Brand Insights
From reminder to revenue driver: How L&T Finance is rethinking OOH
Insights from Kavita Jagtiani, Chief Marketing Officer, L&T Finance Ltd., on how OOH is evolving into a high-impact, tech-enabled growth driver
OOH advertising is no longer competing to be seen; it is competing to be relevant. As digital channels become more cluttered, more filtered, and harder to trust, brands are rediscovering the value of presence, physical, contextual, and unskippable. For L&T Finance, OOH has quietly evolved into one of the most dependable pillars of the marketing mix, playing a decisive role in how awareness turns into action.
Kavita Jagtiani, Chief Marketing Officer, L&T Finance Ltd., views outdoor not as a standalone visibility tool, but as a medium that anchors the consumer journey in the real world, before digital takes over.
Building recall where attention is most honest
At its core, OOH functions as a reminder medium for L&T Finance, but not in the traditional sense. The brand’s outdoor strategy is built on precision: identifying the right moment, the right environment, and the right mindset.
“OOH works when it meets consumers at moments of natural receptivity,” Kavita explains. That philosophy drives how the brand selects locations, formats, and timing, whether its premium airport inventory or hyper-local placements aligned with business hubs.
The emphasis is not on blanket visibility, but on planned fitment. Each site is evaluated for how it fits into the consumer’s daily movement and decision-making rhythm, often planned in close coordination with ground sales teams to ensure relevance translates into response.
When billboards stop being passive
What sets L&T Finance apart is its intent to push outdoor beyond observation and into interaction. The brand’s ‘Aapke Business Ka Game Changer’ Business Loan campaign marked a shift in how OOH was treated, not as a static surface, but as an interface.
By allowing users to generate posters through an AI-powered microsite and integrating those creatives onto live digital hoardings, the brand turned the billboard into a participatory moment. Consumers weren’t just seeing the campaign, they were inside it.
This approach reframed outdoor as a space for involvement rather than broadcast, reinforcing recall through personal relevance rather than repetition.
Designing messages around movement
Another defining feature of L&T Finance’s OOH playbook is its attention to context, not just location, but behaviour. The ‘Just Zoom Two-Wheeler Loans’ campaign demonstrated how messaging can evolve based on where consumers are and how they’re moving.
Rather than running uniform creatives, the brand adapted copy across buses, cabs, and metro routes, aligning messaging with commuter routines and time-of-day realities. The result was communication that felt native to the moment, quick, relatable, and intuitive.
This route-led storytelling shows how OOH can mirror everyday life, embedding brand messages into routines instead of interrupting them.
Why OOH still sets the foundation
For L&T Finance, outdoor plays a critical role at the very beginning of the consumer journey.
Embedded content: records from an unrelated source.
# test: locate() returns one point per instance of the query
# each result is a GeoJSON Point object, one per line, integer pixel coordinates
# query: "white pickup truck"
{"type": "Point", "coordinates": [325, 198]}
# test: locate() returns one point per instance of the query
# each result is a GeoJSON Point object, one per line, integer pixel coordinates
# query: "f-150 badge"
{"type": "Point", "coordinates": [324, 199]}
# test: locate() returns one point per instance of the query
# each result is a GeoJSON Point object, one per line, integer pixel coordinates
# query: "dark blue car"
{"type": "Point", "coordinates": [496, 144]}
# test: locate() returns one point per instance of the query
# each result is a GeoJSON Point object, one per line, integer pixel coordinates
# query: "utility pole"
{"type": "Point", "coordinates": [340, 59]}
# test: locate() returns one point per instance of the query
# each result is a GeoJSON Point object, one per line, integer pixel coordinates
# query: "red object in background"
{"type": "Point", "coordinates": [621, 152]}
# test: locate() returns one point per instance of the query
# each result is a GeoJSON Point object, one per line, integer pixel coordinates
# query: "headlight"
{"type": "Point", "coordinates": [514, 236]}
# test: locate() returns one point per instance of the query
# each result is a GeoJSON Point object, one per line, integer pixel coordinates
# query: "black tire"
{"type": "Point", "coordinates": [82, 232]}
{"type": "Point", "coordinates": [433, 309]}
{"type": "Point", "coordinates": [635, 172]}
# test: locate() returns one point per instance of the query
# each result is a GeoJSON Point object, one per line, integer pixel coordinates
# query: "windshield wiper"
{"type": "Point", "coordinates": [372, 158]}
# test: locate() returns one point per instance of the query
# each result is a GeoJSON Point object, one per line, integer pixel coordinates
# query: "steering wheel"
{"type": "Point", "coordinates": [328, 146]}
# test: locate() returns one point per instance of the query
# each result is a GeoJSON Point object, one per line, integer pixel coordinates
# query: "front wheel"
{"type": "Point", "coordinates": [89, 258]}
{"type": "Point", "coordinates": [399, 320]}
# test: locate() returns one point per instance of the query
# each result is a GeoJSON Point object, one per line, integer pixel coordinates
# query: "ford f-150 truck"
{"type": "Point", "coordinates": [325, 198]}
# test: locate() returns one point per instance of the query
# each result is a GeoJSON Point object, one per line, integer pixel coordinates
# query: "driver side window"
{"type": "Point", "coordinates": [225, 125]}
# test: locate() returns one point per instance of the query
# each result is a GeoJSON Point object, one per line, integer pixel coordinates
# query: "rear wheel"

It establishes credibility in a way few channels can.
“Outdoor builds trust before anything else,” Kavita says. That trust often becomes the trigger, prompting search behaviour, website visits, and deeper engagement across digital platforms.
When integrated with digital, OOH doesn’t compete, it amplifies. Its physical scale and permanence create memory structures that digital alone struggles to achieve, especially in categories where trust and authority matter.
Confidence driven by modernisation, not nostalgia
The brand’s continued investment in OOH is rooted in how rapidly the medium is evolving. Advances in digital formats, data integration, and AI-led planning have transformed outdoor into a more accountable and intelligent channel.
In a landscape dominated by fragmented attention, OOH offers something increasingly rare: guaranteed presence. “It’s unskippable by design,” Kavita notes, making it a reliable counterbalance to digital volatility.
Where the ecosystem still needs to evolve
Despite its strengths, challenges remain. Static formats limit message depth, and the lack of creative rotation restricts flexibility. Route domination also depends heavily on site availability, missing even one critical location can weaken the impact of an entire journey-based strategy.
From the ecosystem, Kavita expects three things: rigorous safety compliance, sharper hyper-local planning, and faster adoption of technology. For her, the future of OOH is unmistakably tech-led.
AI-enabled planning, smarter buying tools, and improved measurement frameworks are no longer optional, they are foundational to making outdoor a truly agile medium.
The bigger shift
L&T Finance’s approach reflects a broader change in how serious marketers view outdoor today. OOH is no longer just about being visible; it’s about being meaningful, where people live, move, and decide.
As the medium continues to modernise, the brands that will win are those that treat outdoor not as an afterthought, but as a strategic driver of trust, engagement, and performance.